R.M. – Il y a de nombreuses variétés de pommes de terre…

L.R. – Bien sûr. Ce qui se passe, c’est que nous avons été éduqués à ne manger que les produits les plus commerciaux. Celle qu’on appelle la pomme de terre jaune, ou la pomme de terre colombienne, (si on prend la Colombie dans l’acception de Miranda et Bolivar, une seule nation faite du Venezuela et de la Colombie actuelle), qui vient aussi du nord des Andes, où nous nous trouvons. Dans nos paramos, cette pomme de terre est appelée papa reinosa, et il en existe différents types : à fleurs blanches, à fleurs violettes. Il y a une diversité, donc on pense que c’est la pomme de terre colombienne, mais non, cette pomme de terre est nôtre.
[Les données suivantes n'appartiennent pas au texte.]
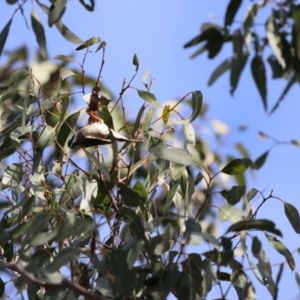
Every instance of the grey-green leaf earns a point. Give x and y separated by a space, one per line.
39 32
136 62
57 10
63 57
176 155
148 97
259 75
262 225
64 30
261 160
293 216
18 75
237 166
220 70
12 175
197 98
235 194
274 39
89 42
282 249
231 11
3 35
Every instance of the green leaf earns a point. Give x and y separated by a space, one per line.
189 134
62 258
43 138
2 287
88 43
176 155
136 62
139 188
57 10
65 72
281 248
261 225
209 31
274 39
176 170
235 194
99 165
251 195
197 98
295 10
63 57
265 270
8 147
39 32
231 11
277 70
214 44
256 246
198 52
12 175
18 76
295 78
237 166
249 20
192 227
65 105
255 270
3 35
261 160
64 132
220 70
25 110
240 283
11 2
64 30
230 213
259 75
198 178
148 119
170 196
134 221
102 45
148 97
166 113
293 216
87 6
130 197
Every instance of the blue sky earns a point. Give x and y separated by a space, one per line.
156 31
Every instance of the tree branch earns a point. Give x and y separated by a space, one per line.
64 284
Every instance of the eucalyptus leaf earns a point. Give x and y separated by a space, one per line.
293 216
262 225
39 32
176 155
148 97
3 35
282 249
197 98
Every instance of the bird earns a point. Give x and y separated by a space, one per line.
94 135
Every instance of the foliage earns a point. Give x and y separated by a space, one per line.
281 33
119 221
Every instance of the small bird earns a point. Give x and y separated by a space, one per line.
95 134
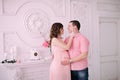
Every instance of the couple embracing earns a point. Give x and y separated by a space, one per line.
69 56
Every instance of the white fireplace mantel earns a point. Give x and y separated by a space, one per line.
30 70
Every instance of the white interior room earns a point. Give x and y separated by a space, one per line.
25 25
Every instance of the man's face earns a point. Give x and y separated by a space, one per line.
70 27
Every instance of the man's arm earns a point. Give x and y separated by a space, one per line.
79 58
75 59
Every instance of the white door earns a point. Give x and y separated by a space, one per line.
109 48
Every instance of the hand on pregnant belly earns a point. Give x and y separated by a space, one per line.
65 61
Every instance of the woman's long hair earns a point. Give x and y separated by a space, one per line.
55 31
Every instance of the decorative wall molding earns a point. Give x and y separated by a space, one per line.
37 21
108 5
104 25
2 56
12 7
109 70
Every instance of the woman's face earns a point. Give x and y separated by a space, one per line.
61 31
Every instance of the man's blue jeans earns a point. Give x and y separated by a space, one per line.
79 74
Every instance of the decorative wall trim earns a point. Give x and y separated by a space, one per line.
108 20
110 70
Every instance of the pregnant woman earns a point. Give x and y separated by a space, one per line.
59 52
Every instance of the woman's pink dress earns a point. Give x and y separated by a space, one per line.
57 70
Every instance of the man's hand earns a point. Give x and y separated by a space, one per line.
65 62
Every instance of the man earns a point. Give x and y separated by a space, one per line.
78 53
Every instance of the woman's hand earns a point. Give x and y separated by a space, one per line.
65 62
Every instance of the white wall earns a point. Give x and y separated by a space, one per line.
20 27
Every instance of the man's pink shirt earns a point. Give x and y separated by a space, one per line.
79 45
R.M. – Et qu’en est-il de la pomme de terre noire, ou « arbolone noire » ?

L.R. – Si tu te dis producteur de pommes de terre noires, c’est que tu cultives des pommes de terre autochtones, sans compter les spécialités, par exemple, il y a des pommes de terre qui répondent au profil de l’agriculteur, et qui ont le nom de l’agriculteur, comme la Dorilera noire, parce qu’elle appartient à Mr. Dorilo, il est le seul à la cultiver.

R.M. – Est-ce que cette pomme de terre est abondante là-bas ?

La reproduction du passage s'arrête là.